Prometheus node scraper

Prometheus collects metrics from monitored targets by scraping metrics HTTP endpoints on these targets. Since Prometheus also exposes data in the same manner about itself, it can also scrape and monitor its own health.

  1. Create a new directory prometheus and change directory

  2. Create prometheus.yml

    # A scrape configuration scraping a Node Exporter and the Prometheus server
    # itself.
    scrape_configs:
      # Scrape Prometheus itself every 5 seconds.
      - job_name: 'prometheus'
        scrape_interval: 5s
        static_configs:
          - targets: ['localhost:9090']

    This will be scraping metrics for the Prometheus container that will be started on port 9090.

  3. Start Prometheus container:

    docker run \
      -d \
      --name metrics \
      -p 9090:9090 \
      -v `pwd`:/etc/prometheus \
      prom/prometheus
  4. Prometheus dashboard is at http://localhost:9090

  5. Show the list of metrics

    prometheus metrics
  6. Choose http_request_duration_microseconds

  7. Switch from Console to Graph

    1. Change the duration from 1h to 5m

      prometheus metrics2
  8. Stop the container: docker container rm -f metrics

cAdvisor

cAdvisor (Container Advisor) provides resource usage and performance characteristics running containers.

  1. Run cAdvisor

    docker container run \
      --volume=/:/rootfs:ro \
      --volume=/var/run:/var/run:rw \
      --volume=/sys:/sys:ro \
      --volume=/var/lib/docker/:/var/lib/docker:ro \
      --publish=8080:8080 \
      --detach=true \
      --name=cadvisor \
      google/cadvisor:latest
  2. Dashboard is available at http://localhost:8080

    cadvisor default dashboard
  3. A high-level CPU and Memory utilization is shown.

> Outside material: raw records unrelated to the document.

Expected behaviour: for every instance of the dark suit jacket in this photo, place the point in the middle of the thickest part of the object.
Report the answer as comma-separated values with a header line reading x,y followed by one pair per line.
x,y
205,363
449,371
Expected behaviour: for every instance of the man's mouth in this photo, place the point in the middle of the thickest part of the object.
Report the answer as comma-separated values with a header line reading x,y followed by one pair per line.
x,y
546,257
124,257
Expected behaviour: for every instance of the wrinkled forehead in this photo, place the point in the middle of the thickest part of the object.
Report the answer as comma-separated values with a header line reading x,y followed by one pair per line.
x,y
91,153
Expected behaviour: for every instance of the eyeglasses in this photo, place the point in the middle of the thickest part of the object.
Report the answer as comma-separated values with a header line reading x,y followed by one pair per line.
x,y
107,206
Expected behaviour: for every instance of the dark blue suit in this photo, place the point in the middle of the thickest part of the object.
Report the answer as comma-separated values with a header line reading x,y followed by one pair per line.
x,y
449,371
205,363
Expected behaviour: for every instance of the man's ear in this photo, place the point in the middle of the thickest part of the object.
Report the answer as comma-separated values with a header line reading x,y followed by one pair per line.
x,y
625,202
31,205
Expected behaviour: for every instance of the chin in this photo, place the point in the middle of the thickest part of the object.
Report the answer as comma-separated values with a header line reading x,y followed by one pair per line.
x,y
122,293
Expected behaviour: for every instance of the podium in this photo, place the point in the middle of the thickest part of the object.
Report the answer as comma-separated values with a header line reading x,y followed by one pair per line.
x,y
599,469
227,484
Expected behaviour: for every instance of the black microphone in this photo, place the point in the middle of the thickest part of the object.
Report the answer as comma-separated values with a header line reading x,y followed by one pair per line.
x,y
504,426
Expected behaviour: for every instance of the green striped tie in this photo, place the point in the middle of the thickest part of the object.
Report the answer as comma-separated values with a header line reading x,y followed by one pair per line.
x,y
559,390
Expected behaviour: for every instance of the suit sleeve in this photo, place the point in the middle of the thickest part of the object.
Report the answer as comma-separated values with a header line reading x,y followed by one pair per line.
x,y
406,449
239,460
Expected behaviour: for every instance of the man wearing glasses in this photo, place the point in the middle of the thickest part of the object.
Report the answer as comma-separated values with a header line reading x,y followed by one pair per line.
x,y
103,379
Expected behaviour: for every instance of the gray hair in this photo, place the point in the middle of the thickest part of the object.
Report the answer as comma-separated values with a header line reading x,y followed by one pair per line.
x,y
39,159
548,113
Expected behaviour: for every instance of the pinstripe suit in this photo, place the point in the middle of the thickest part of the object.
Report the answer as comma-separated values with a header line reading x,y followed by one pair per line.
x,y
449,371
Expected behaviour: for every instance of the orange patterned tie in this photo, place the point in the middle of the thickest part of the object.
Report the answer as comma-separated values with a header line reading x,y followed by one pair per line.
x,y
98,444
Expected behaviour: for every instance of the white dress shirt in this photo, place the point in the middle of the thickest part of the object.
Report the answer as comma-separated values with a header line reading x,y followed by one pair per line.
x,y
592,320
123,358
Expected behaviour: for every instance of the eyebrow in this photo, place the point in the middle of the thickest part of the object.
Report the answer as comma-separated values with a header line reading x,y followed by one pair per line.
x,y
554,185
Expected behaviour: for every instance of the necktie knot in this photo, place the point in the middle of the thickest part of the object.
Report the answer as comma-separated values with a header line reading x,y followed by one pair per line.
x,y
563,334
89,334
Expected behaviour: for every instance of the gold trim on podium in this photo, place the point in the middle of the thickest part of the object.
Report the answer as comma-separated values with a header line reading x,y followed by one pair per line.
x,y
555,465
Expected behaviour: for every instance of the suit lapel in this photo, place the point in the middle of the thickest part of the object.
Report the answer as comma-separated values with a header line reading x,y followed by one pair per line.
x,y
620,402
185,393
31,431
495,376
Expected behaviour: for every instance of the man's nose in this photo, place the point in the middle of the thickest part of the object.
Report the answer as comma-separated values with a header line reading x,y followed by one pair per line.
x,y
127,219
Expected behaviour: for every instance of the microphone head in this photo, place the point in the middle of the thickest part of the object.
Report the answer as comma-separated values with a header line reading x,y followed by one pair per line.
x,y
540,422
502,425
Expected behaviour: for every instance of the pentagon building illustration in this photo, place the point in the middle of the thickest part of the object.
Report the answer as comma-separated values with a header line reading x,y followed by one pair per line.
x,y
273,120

More details about CPU, memory, network and filesystem usage is shown in the same page. CPU usage looks like as shown:

    cadvisor cpu snapshot
  4. All Docker containers are in /docker sub-container.

    cadvisor docker metrics

    Click on any of the containers and see more details about the container.

cAdvisor samples once a second and has historical data for only one minute. The data generated from cAdvisor can be exported to InfluxDB. Optionally, you may use a Grafana front end to visualize the data as explained in How to setup Docker monitoring.